Parse Email Bodies and More with SigParser

SigParser's API parses email bodies and other contents out of emails. Our API parses all header, signature, and reply chain content from an email in order to have a clean email message body for data analysis, display within an application, or any other use.
Test SigParser API for Free
No Commitment Required

How Our API Works

We make it easy to programmatically extract email message bodies out of raw email content (MIME, .eml, .msg)

STEP 1: Choose How To Use SigParser

Developers can deploy SigParser in a variety of ways: Stateless Cloud REST API is what we suggest. It's the easiest to get started with. Our second most used option is AWS Lambda. AWS Lambda instances are nice because you can give each email parse its own 2GB of RAM to handle very large emails and it scales linearly.

STEP 2: Post Raw Email Content (MIME, EML, MSG, JSON)

Developers can provide SigParser with a set of .eml files, .msg files, MIME data or even an email converted to a JSON format.
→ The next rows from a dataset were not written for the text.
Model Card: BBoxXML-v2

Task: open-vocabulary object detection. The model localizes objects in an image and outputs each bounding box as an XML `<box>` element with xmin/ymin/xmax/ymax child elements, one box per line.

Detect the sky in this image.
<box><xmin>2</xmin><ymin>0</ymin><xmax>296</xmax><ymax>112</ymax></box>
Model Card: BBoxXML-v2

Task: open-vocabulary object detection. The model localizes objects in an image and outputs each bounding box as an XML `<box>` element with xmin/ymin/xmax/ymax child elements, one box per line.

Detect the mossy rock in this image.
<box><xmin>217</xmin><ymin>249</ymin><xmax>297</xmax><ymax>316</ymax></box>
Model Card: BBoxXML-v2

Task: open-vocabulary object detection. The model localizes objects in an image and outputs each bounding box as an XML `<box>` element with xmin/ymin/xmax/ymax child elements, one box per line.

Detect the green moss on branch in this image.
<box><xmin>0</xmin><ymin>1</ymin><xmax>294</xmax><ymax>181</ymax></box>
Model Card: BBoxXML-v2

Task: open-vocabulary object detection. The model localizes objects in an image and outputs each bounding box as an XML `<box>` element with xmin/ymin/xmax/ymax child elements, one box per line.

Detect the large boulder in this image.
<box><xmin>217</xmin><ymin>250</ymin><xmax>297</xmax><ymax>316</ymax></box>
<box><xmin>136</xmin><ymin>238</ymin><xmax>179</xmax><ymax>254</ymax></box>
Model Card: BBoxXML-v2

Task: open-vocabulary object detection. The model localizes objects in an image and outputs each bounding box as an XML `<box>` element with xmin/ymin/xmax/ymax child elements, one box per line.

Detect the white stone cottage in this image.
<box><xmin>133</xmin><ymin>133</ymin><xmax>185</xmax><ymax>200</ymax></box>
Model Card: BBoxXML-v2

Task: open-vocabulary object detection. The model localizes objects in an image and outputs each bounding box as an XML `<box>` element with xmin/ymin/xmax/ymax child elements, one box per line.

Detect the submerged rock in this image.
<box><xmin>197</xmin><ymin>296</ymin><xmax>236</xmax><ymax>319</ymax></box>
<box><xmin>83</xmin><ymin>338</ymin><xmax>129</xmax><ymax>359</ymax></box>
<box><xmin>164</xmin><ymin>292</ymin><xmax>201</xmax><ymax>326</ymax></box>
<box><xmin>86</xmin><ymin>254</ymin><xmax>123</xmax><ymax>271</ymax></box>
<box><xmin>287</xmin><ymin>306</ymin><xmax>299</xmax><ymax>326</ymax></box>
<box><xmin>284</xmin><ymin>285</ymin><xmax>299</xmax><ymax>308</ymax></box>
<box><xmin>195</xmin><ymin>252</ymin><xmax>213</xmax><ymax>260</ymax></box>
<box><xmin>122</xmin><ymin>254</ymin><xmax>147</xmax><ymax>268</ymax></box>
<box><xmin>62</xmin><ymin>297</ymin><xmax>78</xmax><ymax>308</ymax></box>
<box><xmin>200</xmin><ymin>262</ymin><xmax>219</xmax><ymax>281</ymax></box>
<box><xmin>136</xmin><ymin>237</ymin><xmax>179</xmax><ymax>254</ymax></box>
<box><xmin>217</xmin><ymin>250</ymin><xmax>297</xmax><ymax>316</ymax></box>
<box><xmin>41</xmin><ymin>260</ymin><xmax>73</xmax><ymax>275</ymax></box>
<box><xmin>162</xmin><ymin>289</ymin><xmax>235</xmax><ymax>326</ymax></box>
Below is an example of a single email in MIME format.
MIME-Version: 1.0
References: <CABxEEohuqZBoVpsyY4pOFMYixhU2bzfxgs9tRLbUoV2NJMqCJw@mail.gmail.com> 
<CAL5Lp9Xyo0mEQ6-c1yAQ+SuKXrT4Xu5y-7BnvnGS4RMjZOBJ=g@mail.gmail.com>
In-Reply-To: <CAL5Lp9Xyo0mEQ6-c1yAQ+SuKXrT4Xu5y-7BnvnGS4RMjZOBJ=g@mail.gmail.com>
From: Chris <c@sigparser.com>
Date: Wed, 9 Jan 2019 08:36:15 -0800
Message-ID: <CABxEEoizOPyCLkq4+FBGNaw7KC2TJDfTZF5dp8xD9aFjDQoL+Q@mail.gmail.com>
Subject: Re: food for thought
To: Paul <p@sigparser.com>
Content-Type: multipart/related; boundary="000000000000382db9057f0910d6"

--000000000000382db9057f0910d6
Content-Type: multipart/alternative; boundary="000000000000382db0057f0910d5"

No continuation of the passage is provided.